Poems
by Billy Collins
Billy Collins is widely acknowledged as a prominent player at the table of modern American poetry. And in this new collection, Horoscopes for the Dead, the verbal gifts that earned him the title "Americas most popular poet" are on full display. The poems here cover the usual but everlasting themes of love and loss, life and death, youth and aging, solitude and union. With simple diction and effortless turns of phrase, Collins is at once ironic and elegiac, as in the opening lines of the title poem:
Every morning since you disappeared for good,
I read about you in the newspaper
along with the box scores, the weather, and all the bad news.
Some days I am reminded that today
will not be a wildly romantic time for you...

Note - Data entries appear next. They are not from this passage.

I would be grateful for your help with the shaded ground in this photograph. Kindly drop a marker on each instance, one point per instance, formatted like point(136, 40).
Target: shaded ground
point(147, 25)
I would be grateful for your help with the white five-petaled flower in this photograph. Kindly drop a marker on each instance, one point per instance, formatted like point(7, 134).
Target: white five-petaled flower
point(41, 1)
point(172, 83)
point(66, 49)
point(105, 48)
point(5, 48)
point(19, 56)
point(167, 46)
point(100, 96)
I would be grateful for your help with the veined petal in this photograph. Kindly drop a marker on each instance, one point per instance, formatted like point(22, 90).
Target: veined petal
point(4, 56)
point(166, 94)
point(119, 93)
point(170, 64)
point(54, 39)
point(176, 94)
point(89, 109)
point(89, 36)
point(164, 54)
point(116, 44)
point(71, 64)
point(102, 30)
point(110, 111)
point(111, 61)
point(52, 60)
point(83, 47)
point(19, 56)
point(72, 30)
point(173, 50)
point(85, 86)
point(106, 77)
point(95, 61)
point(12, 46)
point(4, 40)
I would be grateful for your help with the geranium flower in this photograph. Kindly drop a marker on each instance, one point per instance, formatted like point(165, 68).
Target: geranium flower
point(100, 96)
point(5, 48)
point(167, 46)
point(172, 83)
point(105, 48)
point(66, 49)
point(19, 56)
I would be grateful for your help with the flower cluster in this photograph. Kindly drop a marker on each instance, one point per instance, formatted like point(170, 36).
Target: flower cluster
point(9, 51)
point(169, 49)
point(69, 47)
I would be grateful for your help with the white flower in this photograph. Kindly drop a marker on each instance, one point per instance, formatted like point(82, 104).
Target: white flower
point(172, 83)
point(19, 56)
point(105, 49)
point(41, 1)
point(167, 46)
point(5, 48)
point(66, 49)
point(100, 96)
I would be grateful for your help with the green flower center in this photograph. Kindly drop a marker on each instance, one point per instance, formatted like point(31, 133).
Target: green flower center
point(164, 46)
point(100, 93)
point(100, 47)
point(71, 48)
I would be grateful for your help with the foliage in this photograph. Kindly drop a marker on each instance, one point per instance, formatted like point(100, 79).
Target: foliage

And in this reflection on his own transience:
It doesn't take much to remind me
what a mayfly I am,
what a soap bubble floating over the children's party.
Standing under the bones of a dinosaur
in a museum does the trick every time
or confronting in a vitrine a rock from the moon.
Smart, lyrical, and not afraid to be funny, these new poems extend Collins's reputation as a poet who occupies a special place in the consciousness of readers of poetry, including the many he has converted to the genre.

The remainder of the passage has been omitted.